Jim Redden, Contributing Editor
A rig makes hole pre-bankruptcy on Chesapeake’s Brazos Valley asset. Image: Chesapeake Energy Corp
A rig makes hole pre-bankruptcy on Chesapeake’s Brazos Valley asset. Image: Chesapeake Energy Corp

Boasting that you have ample running room has taken on an entirely new meaning across South Texas nowadays. 

With drilling sites in single digits and tons of pressure pumping horsepower put out to pasture, maintaining social distancing is little problem across the estimated 20,000-mi2 aerial reach of the Eagle Ford and overlying Austin Chalk unconventional play. As a result, operators this month are forecast to produce some 263,000 bopd less than they did in February, when the full brunt of bloated stockpiles and the demand-devouring coronavirus began to take hold, hurling prices into the nether regions. The benchmark West Texas Intermediate (WTI) price crawled up to around $40/bbl by mid-July, but operators appear in no hurry to put more crude on the market, even with completed well costs, in some cases, coming in below $5 million/well.

The Eagle Ford is expected to produce 1.106 MMbopd in August, down from the 1.369 MMbopd put to sales in February (Fig. 1), according to the U.S. Energy Information Administration (EIA). February-to-August gas production is estimated to drop 771 MMcfd, to 67,107 MMcfd from 67,878 MMcfd.

Not surprisingly, drilling activity went south precipitously, sinking from 70 active rigs on Feb. 7 to a low of nine rigs during the week of July 10 (Fig. 2), according to Baker Hughes. The rig count inched up to 12 rigs by July 31.

Fig. 1. July-to-August oil and gas production from the Eagle Ford region is expected to decline by 23,000 bpd and 85 MMcfd, respectively. Source: US Energy Information Administration (EIA)
Fig. 1. July-to-August oil and gas production from the Eagle Ford region is expected to decline by 23,000 bpd and 85 MMcfd, respectively.

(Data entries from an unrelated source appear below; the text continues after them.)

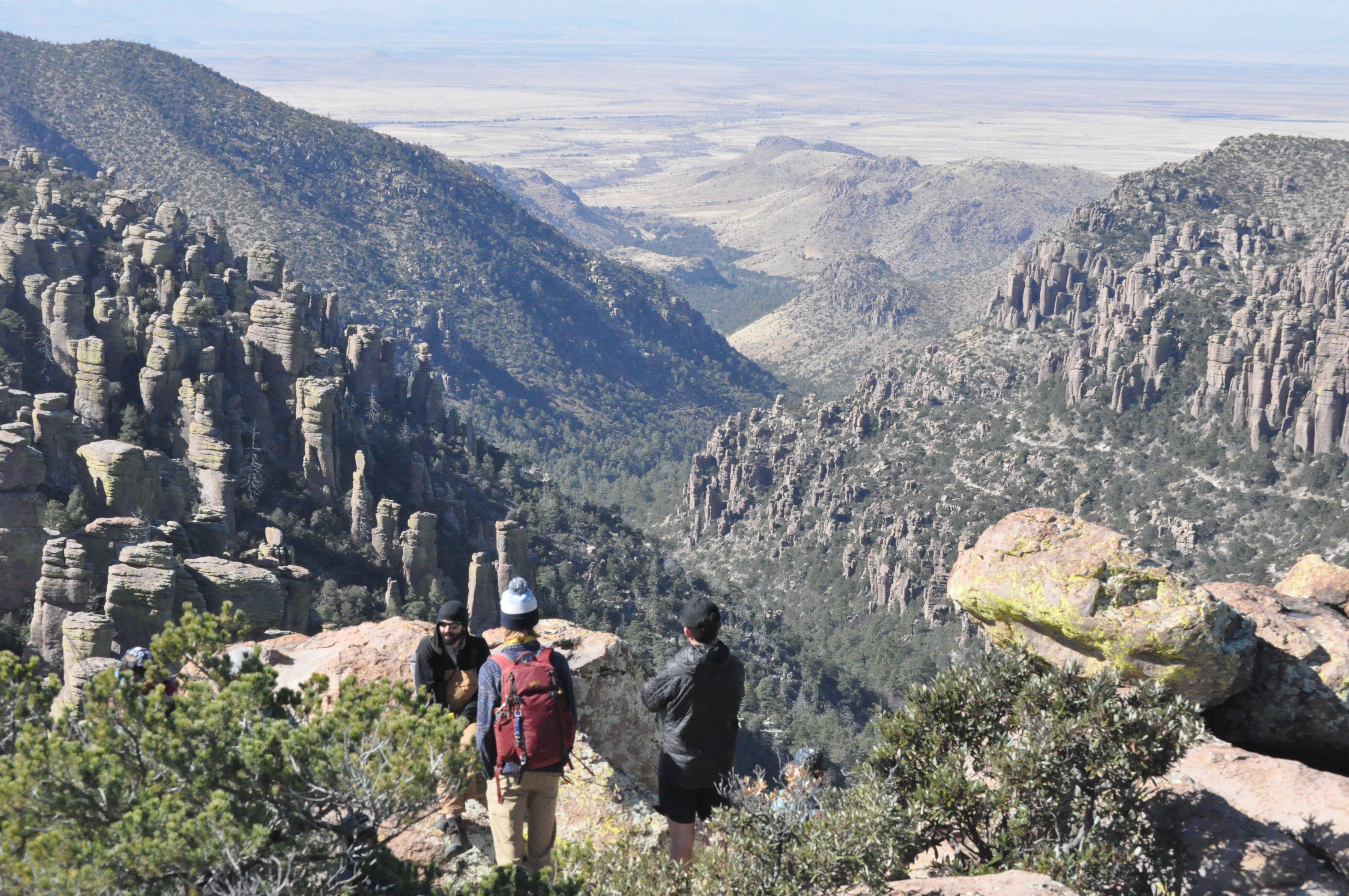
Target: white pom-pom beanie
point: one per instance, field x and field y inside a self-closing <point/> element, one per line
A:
<point x="518" y="609"/>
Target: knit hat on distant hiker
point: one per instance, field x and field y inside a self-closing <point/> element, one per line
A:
<point x="518" y="609"/>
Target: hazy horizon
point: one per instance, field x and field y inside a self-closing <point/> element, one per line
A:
<point x="602" y="95"/>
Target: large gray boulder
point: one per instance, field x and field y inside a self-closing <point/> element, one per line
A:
<point x="254" y="591"/>
<point x="1080" y="594"/>
<point x="1297" y="702"/>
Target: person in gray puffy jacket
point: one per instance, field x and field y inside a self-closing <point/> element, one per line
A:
<point x="699" y="693"/>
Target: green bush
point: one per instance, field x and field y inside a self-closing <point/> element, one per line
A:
<point x="764" y="845"/>
<point x="1015" y="764"/>
<point x="1007" y="764"/>
<point x="228" y="787"/>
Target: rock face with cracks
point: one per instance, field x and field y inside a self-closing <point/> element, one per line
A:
<point x="254" y="591"/>
<point x="1078" y="593"/>
<point x="1250" y="824"/>
<point x="63" y="590"/>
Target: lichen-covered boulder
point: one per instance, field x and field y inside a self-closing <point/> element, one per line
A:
<point x="1298" y="701"/>
<point x="63" y="590"/>
<point x="142" y="590"/>
<point x="22" y="466"/>
<point x="1076" y="593"/>
<point x="254" y="591"/>
<point x="1314" y="578"/>
<point x="72" y="697"/>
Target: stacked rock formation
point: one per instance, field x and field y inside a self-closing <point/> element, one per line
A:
<point x="1077" y="593"/>
<point x="362" y="504"/>
<point x="165" y="381"/>
<point x="63" y="590"/>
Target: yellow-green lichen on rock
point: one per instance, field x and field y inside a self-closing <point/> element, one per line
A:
<point x="1076" y="593"/>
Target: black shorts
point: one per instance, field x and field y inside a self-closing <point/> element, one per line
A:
<point x="682" y="805"/>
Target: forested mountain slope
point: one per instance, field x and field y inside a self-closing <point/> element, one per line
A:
<point x="1170" y="365"/>
<point x="594" y="367"/>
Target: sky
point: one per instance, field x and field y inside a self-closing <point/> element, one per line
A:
<point x="1242" y="30"/>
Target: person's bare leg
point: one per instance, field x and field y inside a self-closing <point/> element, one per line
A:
<point x="682" y="843"/>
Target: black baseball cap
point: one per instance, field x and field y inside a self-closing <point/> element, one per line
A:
<point x="699" y="613"/>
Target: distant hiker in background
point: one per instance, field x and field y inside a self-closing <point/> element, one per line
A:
<point x="528" y="708"/>
<point x="134" y="663"/>
<point x="803" y="779"/>
<point x="447" y="664"/>
<point x="699" y="692"/>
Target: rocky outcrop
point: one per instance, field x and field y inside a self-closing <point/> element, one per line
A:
<point x="254" y="591"/>
<point x="512" y="554"/>
<point x="72" y="697"/>
<point x="316" y="400"/>
<point x="63" y="590"/>
<point x="1077" y="593"/>
<point x="67" y="322"/>
<point x="126" y="478"/>
<point x="607" y="677"/>
<point x="164" y="369"/>
<point x="210" y="450"/>
<point x="1297" y="702"/>
<point x="1250" y="824"/>
<point x="94" y="389"/>
<point x="370" y="361"/>
<point x="1001" y="884"/>
<point x="83" y="636"/>
<point x="22" y="538"/>
<point x="362" y="504"/>
<point x="425" y="392"/>
<point x="266" y="266"/>
<point x="143" y="589"/>
<point x="1313" y="578"/>
<point x="420" y="557"/>
<point x="484" y="606"/>
<point x="385" y="535"/>
<point x="57" y="436"/>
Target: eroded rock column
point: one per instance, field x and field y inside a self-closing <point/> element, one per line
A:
<point x="362" y="502"/>
<point x="513" y="555"/>
<point x="420" y="559"/>
<point x="64" y="589"/>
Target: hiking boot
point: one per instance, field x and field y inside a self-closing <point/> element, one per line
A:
<point x="456" y="837"/>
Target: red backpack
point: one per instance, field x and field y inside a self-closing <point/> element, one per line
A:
<point x="533" y="726"/>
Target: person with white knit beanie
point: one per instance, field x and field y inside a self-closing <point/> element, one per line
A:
<point x="520" y="792"/>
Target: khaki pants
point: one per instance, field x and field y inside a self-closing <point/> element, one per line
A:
<point x="536" y="794"/>
<point x="454" y="805"/>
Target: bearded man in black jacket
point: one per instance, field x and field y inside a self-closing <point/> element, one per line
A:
<point x="447" y="664"/>
<point x="699" y="692"/>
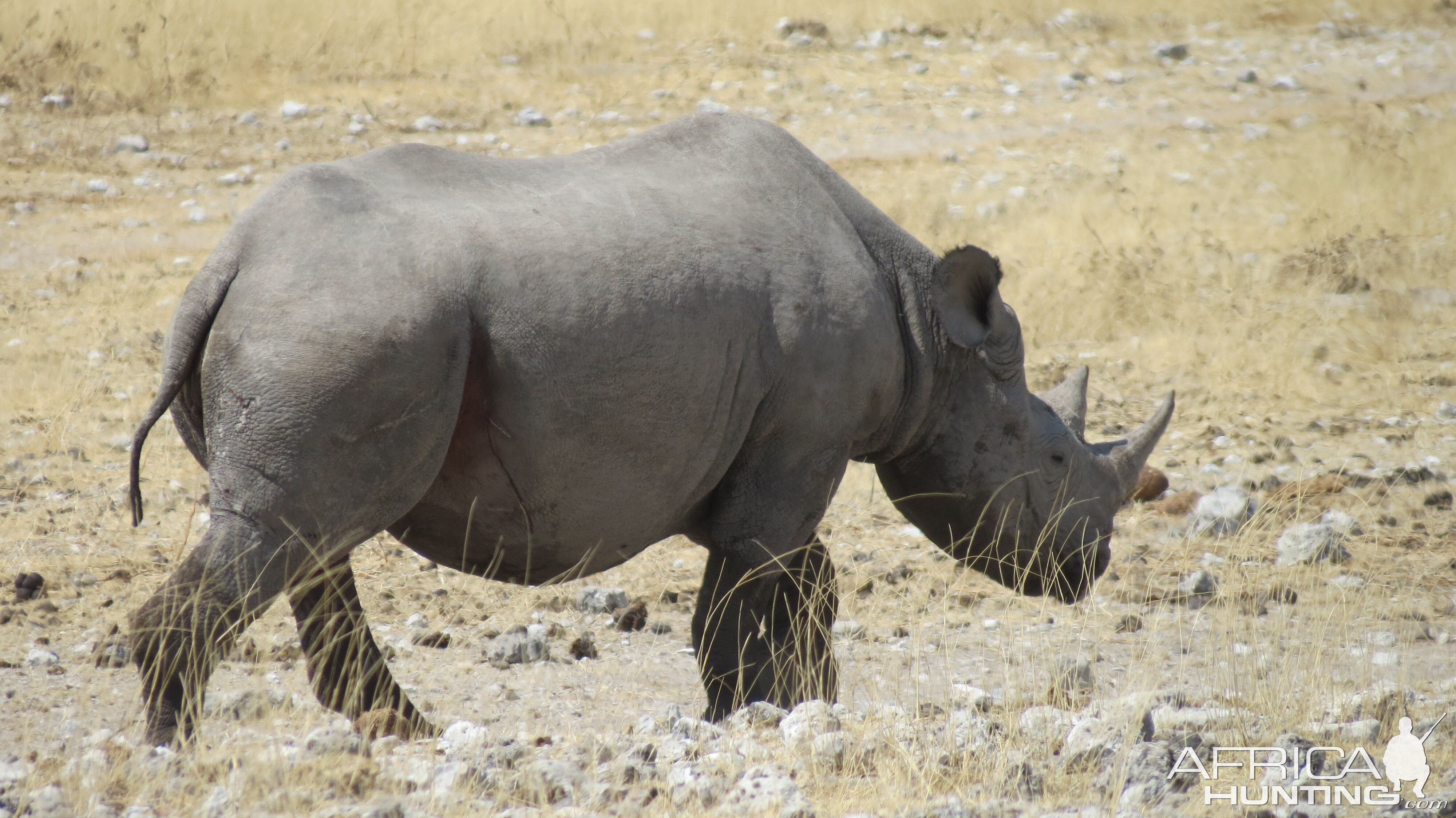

Source: US Energy Information Administration (EIA)

For many, the price rout was the final blow, with a flurry of bankruptcy petitions rattling the shale community, perhaps none more impactful than that of Chesapeake Energy Corp. The company filed for Chapter11 bankruptcy protection on June 28, some 16 months removed from the $4-billion acquisition of WildHorse Resource Development Corp. and roughly 470,000 net acres in the northern part of the Eagle Ford and Austin Chalk trend—an oil-rich asset that Chesapeake designated as Brazos Valley. 

Meanwhile, while undetermined shut-in volumes account for some of the production decline, others have opted to defer completions of previously drilled wells. In the latest data available, the EIA put 1,295 Eagle Ford wells in the drilled-but-uncompleted (DUC) inventory as of June—a number that has likely risen since. “It’s so cheap to drill. Completion is a different story, but it’s cheap to drill,” Magnolia Oil & Gas Corp. President and CEO Steve Chazen said on May 12. He was justifying the decision to retain a rig to drill three Austin Chalk wells on a pad in the venerable Giddings field, which will likely go into the DUC file until 2021. 

As for shut-in production, with most companies in the pre-earnings quiet period, near-term plans were not disclosed. ConocoPhillips hinted it may begin restoring some of the estimated 165,000 bpd of cumulative shut-in oil production in its three U.S. shale plays early in the third quarter. The Eagle Ford, which is lumped alongside the company’s Permian basin and Bakken assets, produced an average of 233,000 boed in the first quarter, representing 58.4% of aggregate production from the so-called Lower 48 Big Three. 

Fig. 2. Drilling activity fell to a low of nine rigs in July. Image: ConocoPhillips Co.
Fig. 2. Drilling activity fell to a low of nine rigs in July. Image: ConocoPhillips Co.

Drilling permits authorized by the Texas Railroad Commission (RRC) suggest operators are not inclined to construct wells anytime soon. From Jan. 1 to Aug. 7, the RRC issued 1,278 permits for new horizontal wells in the six RRC districts encompassing the Eagle Ford, compared to 2,246 permits issued for the same period last year. The RRC approved 114 new well permits between July and Aug. 7.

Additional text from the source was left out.